Apache Kudu is a data storage technology that allows fast analytics on fast data. Cloudera kickstarted the project yet it is fully open source. Kudu provides fast insert and update capabilities and fast searching to allow for faster analytics. It sits between HBase and Impala with Parquet, attempting to remove the trade offs between quick scans and rapid random access.
Picture by Cloudera
What makes Kudu stand out is funnily enough, its familiarity.
Like traditional relational database models, Kudu requires primary keys on tables. Tables have columns and primitive data types and support updates. If you are migrating a relational database to a Hadoop cluster, maintaining updates/deletes can be a challenge. This is due to “database” tools sitting directly on top of HDFS. Due to HDFS being a write once architecture, updating rows can be difficult as you essentially have to replicate this functionality by re-writing the underlying data.
So, how does it work?
It does not use HDFS. It can however coexist with HDFS on the same cluster. There are multiple reasons for this design decision that you can find on the Kudu FAQ page.
Every table must have a primary key that must be unique. This acts as an index to allow quick access for updates and deletes. Tables are composed of Tablets, which are like partitions. Tablets are replicated across multiple nodes for resiliance. Data is stored in a columnar fashion. This means that columnar aggregations are quicker due to all data in each column being stored sequentially. This also means data can be vectorized and compressed easier because all data per column is of the same type.
Picture from kudu.apache.org
Although Kudu sits outside of HDFS, it is still a “good citizen” on a Hadoop cluster. It can share data disks with HDFS nodes and has a light memory footprint. It also allows you to transparently join Kudu tables with data stored elsewhere within Hadoop including HBase tables.
How do I use it?
Tables are self describing meaning that SQL engines such as Impala work very easily with Kudu tables. Spark can also be used to analyze data and there are Java and C++ API’s availble too. The simplest way to give Kudu a try is to use the Quickstart VM. This shows you how to create a Kudu table using Impala and port data from an existing Impala table, into a Kudu table. Using the Impala_Kudu application — that can be installed alongside the default Impala install — you can perform standard Impala queries but also issue update commands.
If you are considering migrating a data warehouse into Hadoop and don’t want the hastle of redesigning your schemas to suite the NoSQL movement, Kudu may be the tool for you. However don’t be too hasty as it is still in beta but looks a promising prospect for the future.

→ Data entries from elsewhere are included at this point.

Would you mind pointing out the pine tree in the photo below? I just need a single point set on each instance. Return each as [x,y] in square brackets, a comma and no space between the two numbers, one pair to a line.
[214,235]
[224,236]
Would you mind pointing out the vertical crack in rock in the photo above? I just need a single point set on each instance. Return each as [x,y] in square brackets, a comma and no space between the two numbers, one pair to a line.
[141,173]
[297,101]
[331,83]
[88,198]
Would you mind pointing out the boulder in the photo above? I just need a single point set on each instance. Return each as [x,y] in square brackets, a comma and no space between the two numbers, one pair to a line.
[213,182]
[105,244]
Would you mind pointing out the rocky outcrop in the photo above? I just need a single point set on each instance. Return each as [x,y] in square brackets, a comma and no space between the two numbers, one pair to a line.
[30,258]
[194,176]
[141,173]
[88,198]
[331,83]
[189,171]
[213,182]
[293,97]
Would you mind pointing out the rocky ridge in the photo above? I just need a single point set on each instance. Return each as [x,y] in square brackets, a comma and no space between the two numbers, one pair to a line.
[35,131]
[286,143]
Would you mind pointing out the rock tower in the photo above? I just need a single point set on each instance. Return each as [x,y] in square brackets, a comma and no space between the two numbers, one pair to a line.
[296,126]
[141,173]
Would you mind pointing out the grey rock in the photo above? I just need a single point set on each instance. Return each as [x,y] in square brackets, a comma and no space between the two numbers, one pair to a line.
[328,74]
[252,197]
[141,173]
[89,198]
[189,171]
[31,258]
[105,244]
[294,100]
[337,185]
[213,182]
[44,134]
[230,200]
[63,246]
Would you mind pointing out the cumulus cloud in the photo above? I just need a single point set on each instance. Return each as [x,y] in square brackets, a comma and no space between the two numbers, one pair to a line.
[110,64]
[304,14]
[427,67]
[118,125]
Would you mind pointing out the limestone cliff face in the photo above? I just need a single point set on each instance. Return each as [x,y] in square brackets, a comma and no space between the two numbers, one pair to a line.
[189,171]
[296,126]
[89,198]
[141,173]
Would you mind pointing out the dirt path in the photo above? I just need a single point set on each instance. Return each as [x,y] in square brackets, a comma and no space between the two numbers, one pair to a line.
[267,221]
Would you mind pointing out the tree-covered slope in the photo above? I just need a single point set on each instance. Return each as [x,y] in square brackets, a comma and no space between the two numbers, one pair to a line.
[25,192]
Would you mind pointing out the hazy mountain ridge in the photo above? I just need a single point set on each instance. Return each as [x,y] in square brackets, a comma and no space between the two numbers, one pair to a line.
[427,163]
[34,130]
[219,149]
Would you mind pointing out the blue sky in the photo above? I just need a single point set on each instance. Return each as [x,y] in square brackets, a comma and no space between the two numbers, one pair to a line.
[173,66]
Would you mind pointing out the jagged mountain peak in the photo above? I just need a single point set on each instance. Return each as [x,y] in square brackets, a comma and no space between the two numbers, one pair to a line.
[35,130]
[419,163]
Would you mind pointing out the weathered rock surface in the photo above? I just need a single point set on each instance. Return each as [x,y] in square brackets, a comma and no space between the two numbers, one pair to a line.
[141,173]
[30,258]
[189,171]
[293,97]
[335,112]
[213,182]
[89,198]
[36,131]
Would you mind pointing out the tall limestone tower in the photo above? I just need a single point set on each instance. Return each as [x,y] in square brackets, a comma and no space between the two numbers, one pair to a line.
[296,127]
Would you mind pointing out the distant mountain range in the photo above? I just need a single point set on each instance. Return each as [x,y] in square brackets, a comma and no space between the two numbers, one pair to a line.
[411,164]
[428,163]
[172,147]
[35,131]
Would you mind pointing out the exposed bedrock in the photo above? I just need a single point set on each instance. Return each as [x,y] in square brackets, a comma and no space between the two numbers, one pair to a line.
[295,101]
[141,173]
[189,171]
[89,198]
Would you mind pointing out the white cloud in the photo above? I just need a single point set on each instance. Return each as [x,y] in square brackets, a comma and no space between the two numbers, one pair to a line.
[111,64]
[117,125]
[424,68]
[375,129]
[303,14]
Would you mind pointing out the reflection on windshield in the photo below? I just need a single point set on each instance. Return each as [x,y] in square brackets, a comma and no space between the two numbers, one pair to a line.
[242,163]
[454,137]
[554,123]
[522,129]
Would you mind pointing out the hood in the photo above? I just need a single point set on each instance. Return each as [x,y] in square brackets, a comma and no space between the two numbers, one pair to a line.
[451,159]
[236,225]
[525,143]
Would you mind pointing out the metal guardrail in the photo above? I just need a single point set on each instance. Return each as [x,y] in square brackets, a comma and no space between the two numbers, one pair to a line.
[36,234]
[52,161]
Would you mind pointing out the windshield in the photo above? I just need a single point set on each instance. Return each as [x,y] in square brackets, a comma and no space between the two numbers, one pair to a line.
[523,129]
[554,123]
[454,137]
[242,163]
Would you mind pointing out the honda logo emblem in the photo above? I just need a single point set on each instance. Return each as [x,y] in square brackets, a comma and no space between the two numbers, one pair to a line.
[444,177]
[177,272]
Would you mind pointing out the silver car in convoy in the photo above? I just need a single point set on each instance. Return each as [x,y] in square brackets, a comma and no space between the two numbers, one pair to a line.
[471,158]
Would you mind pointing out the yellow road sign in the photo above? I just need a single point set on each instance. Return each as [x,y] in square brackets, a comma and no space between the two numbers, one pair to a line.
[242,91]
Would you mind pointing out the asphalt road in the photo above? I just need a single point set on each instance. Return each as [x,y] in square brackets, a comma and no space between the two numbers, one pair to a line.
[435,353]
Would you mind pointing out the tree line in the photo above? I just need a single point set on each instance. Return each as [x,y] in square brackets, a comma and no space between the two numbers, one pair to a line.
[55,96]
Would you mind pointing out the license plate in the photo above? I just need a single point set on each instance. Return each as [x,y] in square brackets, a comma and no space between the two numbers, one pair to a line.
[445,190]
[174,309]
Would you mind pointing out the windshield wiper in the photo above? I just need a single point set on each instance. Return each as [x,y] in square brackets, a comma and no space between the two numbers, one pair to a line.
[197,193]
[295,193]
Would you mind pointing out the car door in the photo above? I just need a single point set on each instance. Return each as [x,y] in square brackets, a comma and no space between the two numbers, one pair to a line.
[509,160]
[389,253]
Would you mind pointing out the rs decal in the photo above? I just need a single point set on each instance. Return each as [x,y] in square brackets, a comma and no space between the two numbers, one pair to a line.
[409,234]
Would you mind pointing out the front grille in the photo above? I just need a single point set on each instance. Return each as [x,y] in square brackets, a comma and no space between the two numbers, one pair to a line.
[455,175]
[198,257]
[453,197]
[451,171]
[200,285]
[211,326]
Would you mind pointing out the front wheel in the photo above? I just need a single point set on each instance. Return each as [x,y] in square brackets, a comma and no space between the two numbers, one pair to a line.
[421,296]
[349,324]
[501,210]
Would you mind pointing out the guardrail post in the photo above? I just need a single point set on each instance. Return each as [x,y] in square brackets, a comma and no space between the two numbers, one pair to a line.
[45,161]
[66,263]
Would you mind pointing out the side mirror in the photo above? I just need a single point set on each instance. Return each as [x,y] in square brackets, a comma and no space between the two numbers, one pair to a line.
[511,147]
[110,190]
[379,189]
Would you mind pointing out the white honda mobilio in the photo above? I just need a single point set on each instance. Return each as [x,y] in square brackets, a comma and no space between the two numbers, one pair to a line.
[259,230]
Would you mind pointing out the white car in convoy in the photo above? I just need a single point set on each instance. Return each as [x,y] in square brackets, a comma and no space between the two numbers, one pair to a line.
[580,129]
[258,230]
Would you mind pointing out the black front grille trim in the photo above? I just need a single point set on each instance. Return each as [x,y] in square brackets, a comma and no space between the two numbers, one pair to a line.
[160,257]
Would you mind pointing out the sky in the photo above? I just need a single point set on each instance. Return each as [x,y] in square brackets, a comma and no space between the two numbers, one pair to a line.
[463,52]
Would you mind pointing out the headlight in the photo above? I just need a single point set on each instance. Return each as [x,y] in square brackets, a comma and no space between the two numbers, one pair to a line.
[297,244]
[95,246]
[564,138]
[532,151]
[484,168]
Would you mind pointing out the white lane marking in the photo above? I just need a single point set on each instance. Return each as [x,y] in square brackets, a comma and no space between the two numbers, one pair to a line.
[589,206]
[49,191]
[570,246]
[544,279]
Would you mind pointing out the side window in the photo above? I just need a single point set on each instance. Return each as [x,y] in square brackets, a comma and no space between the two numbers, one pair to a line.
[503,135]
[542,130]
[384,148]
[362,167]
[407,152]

Kudu is designed for speed in both bulk and random access read/write scenarios. It’s compatibly with standard SQL engines makes it easy to adopt along with its compatibility with the rest of the Hadoop ecosystem.
Remember Kudu isn’t supposed to replace HDFS or HBase — both have their unique use cases. As always, it’s important to choose the right tool for the right job. I hope this 5 minute overview has sparked your interest to at least try Kudu out like I did.